Whether you are a data analyst, data scientist, research scientist, data engineer, software engineer, or data hobbyist, you are likely to face many of the same challenges when it comes to working with data. Analytical data workflows and applications require that data be loaded, cleaned, transformed, organized, exported, and crunched into summarized forms. A running joke amongst data practitioners is that they spend more time preparing and wrangling their data, as well as fighting with the tools that support their work than they do on the value-producing activities that are likely to be in their job descriptions. As data grows in volume and variety, these activities become both more difficult and more pressing to solve.

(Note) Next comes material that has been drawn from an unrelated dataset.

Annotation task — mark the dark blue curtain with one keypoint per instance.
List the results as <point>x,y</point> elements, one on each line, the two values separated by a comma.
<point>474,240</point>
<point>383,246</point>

DuckDB is an analytical database that handles many of these challenges with ease. It enables data practitioners to streamline and improve the effectiveness of activities across the entire life cycle of data analysis and the development of analytical data infrastructure. It is simple to install and use on virtually any machine, running entirely in-process—without the overheads of connecting to and maintaining a dedicated server. At the same time, it offers blazing-fast performance for analytical operations, as well as powerful data management capabilities — features that are normally associated with distributed data processing engines and dedicated SQL database management systems. DuckDB’s rich feature set makes it an incredibly versatile tool, being well suited to a range of different use cases, such as performing interactive data analysis and ad hoc data wrangling, efficiently querying data lakes, developing lean pipelines for transforming data, functioning as an operational data warehouse, and forming a low-latency query engine for powering responsive data apps. This versatility can also be a bit overwhelming at first, as it’s hard to compare DuckDB with any one existing tool that you might be familiar with.
In this book, we’ll dive into many of DuckDB’s powerful and flexible capabilities. We’ll give you a clear framework for how to think about what kind of a data tool DuckDB is and the types of applications it excels at. Through a range of hands-on examples, you’ll learn how to make the most of this exciting tool and discover the many ways that you can incorporate it into your own analytical workflows and projects.